Data Transmission Service (DTS) は、データ転送とデータ処理のワンストップサービスを提供する Alibaba Cloud プラットフォームです。データ移行、データ同期、データサブスクリプション、データ変換、データ検証などのコア機能を統合しています。DTS は、さまざまなデータソース間に安全で信頼性の高い、パフォーマンス専有型のデータパイプラインを構築し、クラウド移行、ジオディザスタリカバリ、リアルタイムデータウェアハウスなどの多様な利用シーンをサポートします。

コア機能

DTS は、データフローを管理するための強力なコア機能群を提供し、データ移行やリアルタイム同期から増分サブスクリプションまで、さまざまなシナリオをカバーします。これらの機能は、主に以下のカテゴリに分類されます。

機能

コア機能

適用シナリオ

データ転送

データ移行

ソース間で 1 回限りのデータ移行を実行します。同種および異種データベースをサポートし、サービスのダウンタイムを数分に短縮することで、サービス中断を最小限に抑えた移行を可能にします。

クラウド移行、データベース移転。

データ同期

ソース間でリアルタイムかつ継続的なデータ同期を実現します。一方向および双方向同期をサポートし、高可用性とパフォーマンス専有型のデータアーキテクチャの構築を支援します。また、専門の データ配信 リンクも提供しており、SDK を使用してさまざまな種類の増分データ (ログデータなど) を指定の宛先に配信できます。

バージョンアップ、データシャーディングまたはスケーリング、アクティブ/アクティブ構成の地理的冗長性、ジオディザスタリカバリ、クロスボーダー同期、クエリおよびレポートのオフロード、リアルタイムデータウェアハウスの構築など。

データサブスクリプション

ソースデータベースからの増分データ変更 (INSERT UPDATE DELETE 操作など) をリアルタイムでキャプチャし、ダウンストリームアプリケーションが必要に応じて利用できるようにします。

キャッシュ更新戦略、ビジネスロジックの非同期デカップリング、複雑な ETL や異種データソース同期のためのリアルタイムデータストリームの提供。

データ変換

データフローの過程で、ストリーミングデータに対してリアルタイムの抽出、変換、ロード (ETL) を実行します。
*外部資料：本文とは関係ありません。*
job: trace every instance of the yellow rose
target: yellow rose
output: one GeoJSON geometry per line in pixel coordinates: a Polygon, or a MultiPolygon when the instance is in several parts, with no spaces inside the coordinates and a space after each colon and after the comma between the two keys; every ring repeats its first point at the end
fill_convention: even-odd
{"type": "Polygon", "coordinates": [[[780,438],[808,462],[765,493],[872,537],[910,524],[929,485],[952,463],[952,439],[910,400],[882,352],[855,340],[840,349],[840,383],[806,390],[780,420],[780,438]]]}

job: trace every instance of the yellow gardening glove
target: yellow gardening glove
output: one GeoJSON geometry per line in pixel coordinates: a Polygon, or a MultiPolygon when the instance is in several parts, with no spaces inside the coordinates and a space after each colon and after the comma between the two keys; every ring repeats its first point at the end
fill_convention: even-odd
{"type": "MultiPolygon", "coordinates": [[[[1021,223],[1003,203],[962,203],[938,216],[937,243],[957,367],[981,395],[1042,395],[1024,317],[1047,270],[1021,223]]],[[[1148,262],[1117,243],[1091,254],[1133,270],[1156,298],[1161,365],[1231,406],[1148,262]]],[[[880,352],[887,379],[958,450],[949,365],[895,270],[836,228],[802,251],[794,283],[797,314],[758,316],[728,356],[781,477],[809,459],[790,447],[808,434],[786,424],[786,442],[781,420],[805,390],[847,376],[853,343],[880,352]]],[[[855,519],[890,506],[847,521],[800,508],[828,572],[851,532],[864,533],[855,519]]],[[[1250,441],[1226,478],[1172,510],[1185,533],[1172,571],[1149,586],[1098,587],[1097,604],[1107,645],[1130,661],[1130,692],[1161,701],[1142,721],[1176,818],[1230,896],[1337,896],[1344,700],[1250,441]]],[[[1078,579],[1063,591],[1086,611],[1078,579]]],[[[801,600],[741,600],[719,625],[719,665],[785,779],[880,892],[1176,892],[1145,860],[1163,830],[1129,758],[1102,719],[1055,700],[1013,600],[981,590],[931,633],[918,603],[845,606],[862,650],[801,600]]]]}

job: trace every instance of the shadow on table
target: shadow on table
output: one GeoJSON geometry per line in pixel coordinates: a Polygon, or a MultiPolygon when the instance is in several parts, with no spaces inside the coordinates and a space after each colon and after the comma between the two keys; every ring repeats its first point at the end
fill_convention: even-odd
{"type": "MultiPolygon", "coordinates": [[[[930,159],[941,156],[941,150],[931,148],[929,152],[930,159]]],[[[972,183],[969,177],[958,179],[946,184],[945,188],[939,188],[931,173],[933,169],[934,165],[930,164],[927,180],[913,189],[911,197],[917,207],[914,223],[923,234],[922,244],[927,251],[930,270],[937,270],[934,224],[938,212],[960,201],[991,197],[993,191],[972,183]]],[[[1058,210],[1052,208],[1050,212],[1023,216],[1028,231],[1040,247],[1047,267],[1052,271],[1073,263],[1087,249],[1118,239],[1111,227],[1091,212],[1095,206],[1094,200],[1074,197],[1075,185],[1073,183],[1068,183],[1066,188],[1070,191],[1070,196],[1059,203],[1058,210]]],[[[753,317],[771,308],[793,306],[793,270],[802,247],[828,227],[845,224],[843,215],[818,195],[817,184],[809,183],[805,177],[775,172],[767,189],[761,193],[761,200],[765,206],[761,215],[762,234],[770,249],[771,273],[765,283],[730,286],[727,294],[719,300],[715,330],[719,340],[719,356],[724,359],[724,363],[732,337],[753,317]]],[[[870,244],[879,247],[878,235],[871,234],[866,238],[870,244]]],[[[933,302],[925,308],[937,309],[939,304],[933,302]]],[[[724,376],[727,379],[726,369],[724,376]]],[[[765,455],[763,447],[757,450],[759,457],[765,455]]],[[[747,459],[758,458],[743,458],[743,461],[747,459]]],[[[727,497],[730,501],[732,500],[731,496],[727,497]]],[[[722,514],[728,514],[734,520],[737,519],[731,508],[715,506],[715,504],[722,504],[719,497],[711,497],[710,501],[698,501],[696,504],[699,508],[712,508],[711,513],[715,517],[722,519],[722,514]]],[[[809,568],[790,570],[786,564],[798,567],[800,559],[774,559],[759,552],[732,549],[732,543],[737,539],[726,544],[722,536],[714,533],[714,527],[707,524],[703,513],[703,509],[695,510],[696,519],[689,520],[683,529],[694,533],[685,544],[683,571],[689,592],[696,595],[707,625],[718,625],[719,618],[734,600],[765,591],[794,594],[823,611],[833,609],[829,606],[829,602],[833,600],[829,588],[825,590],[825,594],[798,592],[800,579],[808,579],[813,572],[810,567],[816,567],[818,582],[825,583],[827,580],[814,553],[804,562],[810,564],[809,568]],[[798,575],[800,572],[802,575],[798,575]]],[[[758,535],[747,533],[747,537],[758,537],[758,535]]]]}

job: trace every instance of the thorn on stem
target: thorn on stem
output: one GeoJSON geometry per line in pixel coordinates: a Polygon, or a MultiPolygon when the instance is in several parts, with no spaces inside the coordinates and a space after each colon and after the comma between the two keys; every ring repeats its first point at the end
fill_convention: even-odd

データクレンジング、フォーマット変換、フィールドの追加・削除など、リアルタイムのデータ処理および計算ニーズに対応します。

データ検証

データ移行またはデータ同期タスク内、あるいは個別のデータ検証タスクを作成することで、ソースと宛先のデータを比較してデータ整合性を検証することをサポートします。

保護機能として、データ不整合の問題を迅速に検出し特定するのに役立ち、データ転送の正確性を保証します。

メリット

DTS は、包括的な機能セット、優れたパフォーマンス、強化された使いやすさ、堅牢なセキュリティを提供することで、従来のデータツールを凌駕し、複雑なデータインタラクションを簡素化します。DTS の主なメリットは以下の通りです。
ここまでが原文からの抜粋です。